Também fica clara a força do machismo no país quando vemos que esse fato apenas acontece em relação ao corpo feminino, sendo raro encontrar anúncios onde o corpo do homem representa o valor de algum outro produto de consumo que dê a ideia de uso e ingestão. É muito mais forte a ideia de “beber uma mulher” do que de “beber um homem”. Isso está claramente ligado ao machismo.

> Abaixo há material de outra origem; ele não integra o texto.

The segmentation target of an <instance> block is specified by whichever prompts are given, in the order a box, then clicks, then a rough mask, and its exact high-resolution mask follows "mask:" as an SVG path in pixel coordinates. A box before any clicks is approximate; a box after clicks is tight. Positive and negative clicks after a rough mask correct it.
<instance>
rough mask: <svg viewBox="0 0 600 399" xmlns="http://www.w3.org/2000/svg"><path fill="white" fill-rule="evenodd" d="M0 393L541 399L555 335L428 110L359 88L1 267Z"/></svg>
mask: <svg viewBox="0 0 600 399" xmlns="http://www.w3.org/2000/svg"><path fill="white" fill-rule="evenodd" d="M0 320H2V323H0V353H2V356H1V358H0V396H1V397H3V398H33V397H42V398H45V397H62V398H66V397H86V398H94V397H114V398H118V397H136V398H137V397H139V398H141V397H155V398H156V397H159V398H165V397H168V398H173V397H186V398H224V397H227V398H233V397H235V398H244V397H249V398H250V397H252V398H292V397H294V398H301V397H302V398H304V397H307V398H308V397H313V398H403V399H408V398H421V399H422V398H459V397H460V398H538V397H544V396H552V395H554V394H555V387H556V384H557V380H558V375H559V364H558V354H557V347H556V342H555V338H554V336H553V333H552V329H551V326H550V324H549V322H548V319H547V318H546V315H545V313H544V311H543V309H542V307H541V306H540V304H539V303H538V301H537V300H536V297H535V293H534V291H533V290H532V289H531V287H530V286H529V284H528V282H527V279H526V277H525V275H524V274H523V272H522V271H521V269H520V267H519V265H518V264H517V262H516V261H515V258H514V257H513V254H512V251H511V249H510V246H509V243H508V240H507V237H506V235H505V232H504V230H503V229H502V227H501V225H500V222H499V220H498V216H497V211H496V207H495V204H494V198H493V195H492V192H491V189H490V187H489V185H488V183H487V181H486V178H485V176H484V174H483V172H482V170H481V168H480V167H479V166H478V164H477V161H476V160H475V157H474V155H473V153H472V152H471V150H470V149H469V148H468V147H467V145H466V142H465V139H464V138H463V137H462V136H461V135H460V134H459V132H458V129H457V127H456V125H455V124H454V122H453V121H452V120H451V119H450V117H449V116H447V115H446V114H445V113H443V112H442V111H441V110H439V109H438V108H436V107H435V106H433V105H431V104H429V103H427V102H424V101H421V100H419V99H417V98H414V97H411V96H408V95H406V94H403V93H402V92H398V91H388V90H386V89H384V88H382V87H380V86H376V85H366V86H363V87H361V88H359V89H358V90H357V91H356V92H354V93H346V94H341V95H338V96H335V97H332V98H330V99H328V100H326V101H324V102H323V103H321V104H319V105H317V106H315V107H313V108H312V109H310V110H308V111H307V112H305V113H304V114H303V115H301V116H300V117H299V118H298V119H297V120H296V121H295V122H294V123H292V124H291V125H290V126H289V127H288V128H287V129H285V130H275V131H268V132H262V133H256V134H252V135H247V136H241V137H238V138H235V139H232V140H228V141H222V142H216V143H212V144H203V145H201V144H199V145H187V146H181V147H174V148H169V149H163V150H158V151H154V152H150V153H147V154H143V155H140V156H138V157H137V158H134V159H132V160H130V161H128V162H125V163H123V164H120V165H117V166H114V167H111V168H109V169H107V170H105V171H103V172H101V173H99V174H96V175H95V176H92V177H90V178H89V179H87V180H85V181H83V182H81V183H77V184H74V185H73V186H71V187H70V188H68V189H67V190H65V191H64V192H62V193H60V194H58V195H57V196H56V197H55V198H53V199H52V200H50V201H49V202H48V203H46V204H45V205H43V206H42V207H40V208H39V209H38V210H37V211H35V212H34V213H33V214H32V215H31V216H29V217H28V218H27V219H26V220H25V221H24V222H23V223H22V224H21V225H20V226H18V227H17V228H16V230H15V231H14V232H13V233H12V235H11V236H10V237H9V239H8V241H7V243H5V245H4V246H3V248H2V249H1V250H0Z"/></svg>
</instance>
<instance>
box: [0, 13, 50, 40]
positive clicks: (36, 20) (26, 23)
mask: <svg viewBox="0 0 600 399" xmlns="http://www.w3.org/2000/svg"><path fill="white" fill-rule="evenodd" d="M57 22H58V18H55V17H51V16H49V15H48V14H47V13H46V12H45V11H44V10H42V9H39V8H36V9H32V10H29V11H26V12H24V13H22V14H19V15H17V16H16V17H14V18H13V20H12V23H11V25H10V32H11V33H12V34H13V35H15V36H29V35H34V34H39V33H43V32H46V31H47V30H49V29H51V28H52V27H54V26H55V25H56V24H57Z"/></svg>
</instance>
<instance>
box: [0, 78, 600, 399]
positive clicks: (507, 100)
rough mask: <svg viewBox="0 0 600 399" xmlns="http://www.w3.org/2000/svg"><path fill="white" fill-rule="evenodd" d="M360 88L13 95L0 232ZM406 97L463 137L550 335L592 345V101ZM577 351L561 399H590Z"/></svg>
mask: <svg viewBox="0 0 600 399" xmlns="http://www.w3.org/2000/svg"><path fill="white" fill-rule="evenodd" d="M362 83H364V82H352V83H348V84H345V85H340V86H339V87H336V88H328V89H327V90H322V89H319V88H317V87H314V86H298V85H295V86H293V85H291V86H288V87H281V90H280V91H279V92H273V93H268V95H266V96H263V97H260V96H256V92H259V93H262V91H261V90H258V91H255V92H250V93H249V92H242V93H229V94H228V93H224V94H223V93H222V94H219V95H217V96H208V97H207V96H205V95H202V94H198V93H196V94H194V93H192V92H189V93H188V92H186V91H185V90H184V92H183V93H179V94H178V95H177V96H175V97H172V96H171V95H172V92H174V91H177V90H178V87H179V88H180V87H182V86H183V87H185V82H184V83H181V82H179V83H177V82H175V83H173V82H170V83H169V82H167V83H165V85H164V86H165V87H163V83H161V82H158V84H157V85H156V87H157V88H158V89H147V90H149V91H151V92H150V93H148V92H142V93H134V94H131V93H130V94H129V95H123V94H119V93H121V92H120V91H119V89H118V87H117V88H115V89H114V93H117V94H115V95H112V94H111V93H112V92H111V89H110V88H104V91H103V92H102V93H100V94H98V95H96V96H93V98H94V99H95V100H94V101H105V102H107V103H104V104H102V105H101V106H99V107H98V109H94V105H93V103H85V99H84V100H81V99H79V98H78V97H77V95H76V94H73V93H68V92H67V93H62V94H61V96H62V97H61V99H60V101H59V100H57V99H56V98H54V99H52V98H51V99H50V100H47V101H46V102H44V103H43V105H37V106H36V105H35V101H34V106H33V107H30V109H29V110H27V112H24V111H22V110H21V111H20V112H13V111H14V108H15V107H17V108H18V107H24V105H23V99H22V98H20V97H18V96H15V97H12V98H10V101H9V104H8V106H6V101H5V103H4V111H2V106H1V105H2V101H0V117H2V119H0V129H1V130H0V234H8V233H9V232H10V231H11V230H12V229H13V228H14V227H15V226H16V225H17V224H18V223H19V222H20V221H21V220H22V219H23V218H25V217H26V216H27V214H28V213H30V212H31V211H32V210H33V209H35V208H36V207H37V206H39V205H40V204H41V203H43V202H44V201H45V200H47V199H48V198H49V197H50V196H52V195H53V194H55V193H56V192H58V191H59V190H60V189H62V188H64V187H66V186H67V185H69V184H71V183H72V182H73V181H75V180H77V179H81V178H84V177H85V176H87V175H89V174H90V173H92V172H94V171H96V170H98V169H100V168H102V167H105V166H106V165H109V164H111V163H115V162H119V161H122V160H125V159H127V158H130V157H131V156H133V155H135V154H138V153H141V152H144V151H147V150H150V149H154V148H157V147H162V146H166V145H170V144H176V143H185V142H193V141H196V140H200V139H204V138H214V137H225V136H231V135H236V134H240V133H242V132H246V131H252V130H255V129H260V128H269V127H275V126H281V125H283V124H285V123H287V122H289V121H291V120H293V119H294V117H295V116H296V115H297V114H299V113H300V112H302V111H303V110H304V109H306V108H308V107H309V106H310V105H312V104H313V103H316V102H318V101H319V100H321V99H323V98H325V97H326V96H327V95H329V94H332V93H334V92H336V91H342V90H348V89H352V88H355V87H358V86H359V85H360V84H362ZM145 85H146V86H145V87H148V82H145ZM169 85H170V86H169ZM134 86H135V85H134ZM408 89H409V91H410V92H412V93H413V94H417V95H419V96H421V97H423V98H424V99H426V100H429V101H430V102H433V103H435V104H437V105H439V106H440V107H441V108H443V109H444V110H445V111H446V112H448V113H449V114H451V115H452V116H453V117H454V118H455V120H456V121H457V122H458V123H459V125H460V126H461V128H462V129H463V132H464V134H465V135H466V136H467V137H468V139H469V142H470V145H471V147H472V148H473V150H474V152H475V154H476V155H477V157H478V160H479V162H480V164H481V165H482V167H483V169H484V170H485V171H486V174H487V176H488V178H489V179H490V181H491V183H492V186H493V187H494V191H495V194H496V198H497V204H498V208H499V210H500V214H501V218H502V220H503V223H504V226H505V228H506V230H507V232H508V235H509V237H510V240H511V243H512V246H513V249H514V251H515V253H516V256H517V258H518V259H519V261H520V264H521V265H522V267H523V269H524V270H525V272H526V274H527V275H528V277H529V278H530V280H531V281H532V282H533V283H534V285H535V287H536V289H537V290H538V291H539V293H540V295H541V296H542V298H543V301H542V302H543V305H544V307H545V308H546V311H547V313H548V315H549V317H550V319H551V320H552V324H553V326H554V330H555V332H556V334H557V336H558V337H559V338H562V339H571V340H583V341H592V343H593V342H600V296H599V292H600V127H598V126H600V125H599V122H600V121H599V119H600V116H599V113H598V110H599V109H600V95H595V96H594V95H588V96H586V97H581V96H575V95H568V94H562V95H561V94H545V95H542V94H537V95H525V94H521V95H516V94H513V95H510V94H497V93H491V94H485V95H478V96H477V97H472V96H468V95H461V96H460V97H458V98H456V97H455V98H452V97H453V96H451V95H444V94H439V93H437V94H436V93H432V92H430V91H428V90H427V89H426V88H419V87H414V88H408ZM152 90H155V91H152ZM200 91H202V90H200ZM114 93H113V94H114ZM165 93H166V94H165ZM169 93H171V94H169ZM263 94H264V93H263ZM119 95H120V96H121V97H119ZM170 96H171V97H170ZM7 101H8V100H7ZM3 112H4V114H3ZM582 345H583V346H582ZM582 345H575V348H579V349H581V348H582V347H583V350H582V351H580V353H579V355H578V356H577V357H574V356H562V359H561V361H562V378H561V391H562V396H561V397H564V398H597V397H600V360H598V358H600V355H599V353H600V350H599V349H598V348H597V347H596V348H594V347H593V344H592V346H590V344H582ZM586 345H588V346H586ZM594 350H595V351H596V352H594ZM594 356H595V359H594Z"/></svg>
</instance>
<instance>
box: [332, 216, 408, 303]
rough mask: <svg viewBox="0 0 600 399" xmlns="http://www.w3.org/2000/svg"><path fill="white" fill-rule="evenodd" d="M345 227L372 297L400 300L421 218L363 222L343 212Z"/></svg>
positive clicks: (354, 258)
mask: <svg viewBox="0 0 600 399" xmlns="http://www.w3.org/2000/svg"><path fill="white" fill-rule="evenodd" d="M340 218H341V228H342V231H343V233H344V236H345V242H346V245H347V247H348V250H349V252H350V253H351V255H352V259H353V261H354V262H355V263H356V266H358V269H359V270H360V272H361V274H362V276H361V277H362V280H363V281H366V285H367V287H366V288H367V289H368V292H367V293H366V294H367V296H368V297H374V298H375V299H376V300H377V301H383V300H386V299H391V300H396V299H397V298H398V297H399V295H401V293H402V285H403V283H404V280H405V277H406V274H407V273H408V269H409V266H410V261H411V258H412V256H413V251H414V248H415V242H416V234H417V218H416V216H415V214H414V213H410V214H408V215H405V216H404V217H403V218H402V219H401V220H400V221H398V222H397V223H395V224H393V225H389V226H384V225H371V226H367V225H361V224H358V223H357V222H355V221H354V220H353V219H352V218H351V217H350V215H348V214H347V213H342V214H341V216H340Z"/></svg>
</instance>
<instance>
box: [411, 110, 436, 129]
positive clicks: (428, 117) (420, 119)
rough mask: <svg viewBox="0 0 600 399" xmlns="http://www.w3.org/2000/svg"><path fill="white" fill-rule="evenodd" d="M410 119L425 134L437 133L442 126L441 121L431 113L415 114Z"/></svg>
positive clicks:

Em relação ao racismo, temos que levar em consideração o respeito pelas negros, que foram por séculos escravos na mão dos brancos, literalmente usados, minimizados, tratados como seres inferiores e até como animais. As empresas precisam ter esse cuidado na hora de mostrar o negro e a negra na mídia. Através da empatia, brancos podem entender o sofrimento e marginalização que o negro sofre hoje em nosso país e na maioria do planeta. Até hoje o continente africano ainda é colonizado pelos brancos.

Chegando a essas conclusões, é importante ver o lado da mulher negra e o motivo que as empresas e as agências de publicidade precisam entender em relação ao respeito que se deve a elas que, de uma forma geral, foram sempre tratados como segunda e até terceira classe (levando em consideração que o homem negro ainda estava um degrau acima da mulher negra) no processo histórico do país.

Referências bibliográficas

DIJK, Teun Adrianus Van (Coord). Racismo e discurso na América Latina. São Paulo: Contexto, 2008. 383 p.

DRUMONT, Mary Pimentel. Elementos para uma análise do machismo. Perspectivas: Revista de Ciências Sociais, 2009.

FREITAS, D. Raízes históricas do racismo brasileiro. v. 4, n. 82. São Paulo: D.O. Leitura, 1985.

GUIMARÃES, Antonio Sérgio Alfredo. Racismo e anti-racismo no Brasil. 2. ed. São Paulo: Editora 34, 1999. 240 p.

NOTH, Winfried. Panorama da semiótica: de Platão a Peirce. 4. ed. São Paulo: Annablume, 2005. 149 p.

PEIRCE, Charles S. Semiótica. 3.ed. São Paulo: Perspectiva, 2003. 337 p.

SERAFIM, Fabrízia Pessoa. Teorias feministas no Direito: uma necessidade no Brasil.